In the weeks leading up to our visit to Canada, Ross and I would say to each other, we must remember to pick up this or that item to take back to China with us. There are some food items that are impossible to find in our corner of Shandong province. For example, sweet pickle relish, Kraft dinner, bread that isn't slightly sweet, sour cream and for some reason, chicken livers. It's easier to find Western food in Beijing, I'm told, which isn't surprising. And probably the international food choices are improving every year because of domestic interest on the part of the growing Chinese middle-class. They're starting to buy more ice cream and frozen pizza and small thin frozen boneless steaks that are marketed to them as being the acme of European sophistication.
And despite the fact that paper goods are heavy and weigh down a suitcase really quickly, I brought back file folders. In my part of China at least, people don't use file folders to organize their papers. I don't know how they manage without them. I hope having some file folders makes me feel -- no, makes me actually be -- more organized this semester. Standard letter-size paper is slightly narrower and longer in China than our paper, but the file folders will still work.
And what to bring back as gifts to Chinese friends and colleagues? Aye, there's the rub. Canadian souvenirs of Mountie figurines and little totem poles, are ALL made in China, as we know. Besides, they're kind of useless. I bought some "Roots" t-shirts and it turns out they're also made in China. Maple syrup is heavy and the Chinese do not eat pancakes for breakfast. (They eat little pancakes with Peking Duck, but that's a different kind of pancake, more like a crepe).

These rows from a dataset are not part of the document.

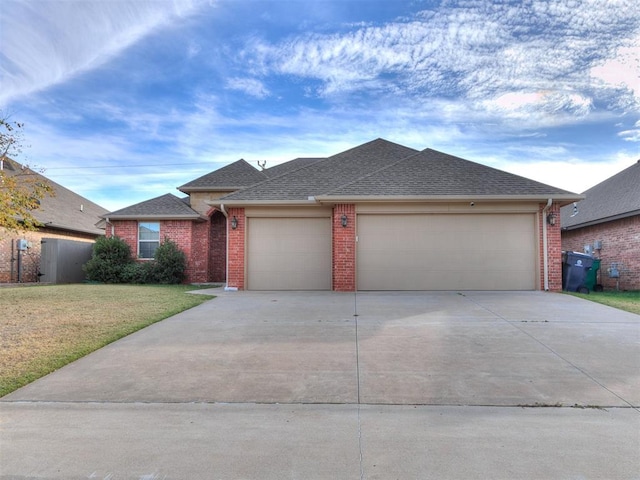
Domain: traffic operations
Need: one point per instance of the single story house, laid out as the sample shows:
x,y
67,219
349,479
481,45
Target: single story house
x,y
379,216
65,216
607,224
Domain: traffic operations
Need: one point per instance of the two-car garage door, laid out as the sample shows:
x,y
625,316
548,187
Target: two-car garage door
x,y
484,251
446,252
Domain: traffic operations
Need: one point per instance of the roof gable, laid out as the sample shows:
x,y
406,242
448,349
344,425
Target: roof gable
x,y
289,166
166,206
65,209
432,173
235,176
616,197
327,174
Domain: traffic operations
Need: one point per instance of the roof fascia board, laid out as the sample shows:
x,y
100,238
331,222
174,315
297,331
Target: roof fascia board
x,y
562,198
154,217
211,189
262,203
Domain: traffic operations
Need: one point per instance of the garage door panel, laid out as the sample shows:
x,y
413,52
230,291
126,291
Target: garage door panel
x,y
289,253
446,252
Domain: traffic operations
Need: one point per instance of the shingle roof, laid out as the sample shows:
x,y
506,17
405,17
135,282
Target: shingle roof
x,y
66,209
290,166
166,206
383,169
327,174
615,197
433,173
236,175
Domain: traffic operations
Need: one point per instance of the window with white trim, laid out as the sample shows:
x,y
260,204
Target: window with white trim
x,y
148,239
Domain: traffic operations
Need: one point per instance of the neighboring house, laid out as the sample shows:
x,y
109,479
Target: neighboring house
x,y
607,224
380,216
64,216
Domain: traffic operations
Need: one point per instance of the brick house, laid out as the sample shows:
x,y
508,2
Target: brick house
x,y
380,216
64,216
607,224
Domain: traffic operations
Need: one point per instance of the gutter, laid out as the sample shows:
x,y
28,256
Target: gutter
x,y
545,245
226,269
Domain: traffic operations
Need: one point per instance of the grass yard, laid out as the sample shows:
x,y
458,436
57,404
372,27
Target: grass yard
x,y
629,301
43,328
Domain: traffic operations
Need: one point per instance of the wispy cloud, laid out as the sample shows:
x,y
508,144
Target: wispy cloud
x,y
250,86
532,60
46,42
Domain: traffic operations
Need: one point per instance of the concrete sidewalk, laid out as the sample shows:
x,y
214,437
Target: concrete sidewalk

Maple candy, in my opinion, is pointless. Maple flavored tea? Yuck. Haida-inspired art might be of interest to some. Sandstone Inuit carvings would be nice but I didn't find a shop that sold them in my short visit. And let's face it, that would set me back a lot more than a plastic Mountie figurine. Packages of smoked salmon are okay, but
I got books for everyone's children, because my Chinese friends and colleagues all want their children to learn and practice their English. There are some English books for children here, but I never have seen Dr. Seuss. Look for English books in the bookstores around here and you'll find Sherlock Holmes and Dr Jekyll and Mr. Hyde and Alice in Wonderland. In other words, novels with expired copyrights. Victorian-era novels are pretty daunting for a student of English to tackle and will teach them nothing about modern conversational English.
Yes, books are heavy to haul in the suitcase but I feel better about introducing Hop on Pop and Katy and the Big Snow to my favorite Chinese children than bringing them maple candy.
And I like jade but I'm really confused -- should I take Chinese jade jewelry to Canada or Canadian jade jewelry to China? Someone told me that China is out of jade and their jewelry is now made with BC jade -- one jade mine sends 100 tons of jade to China every year.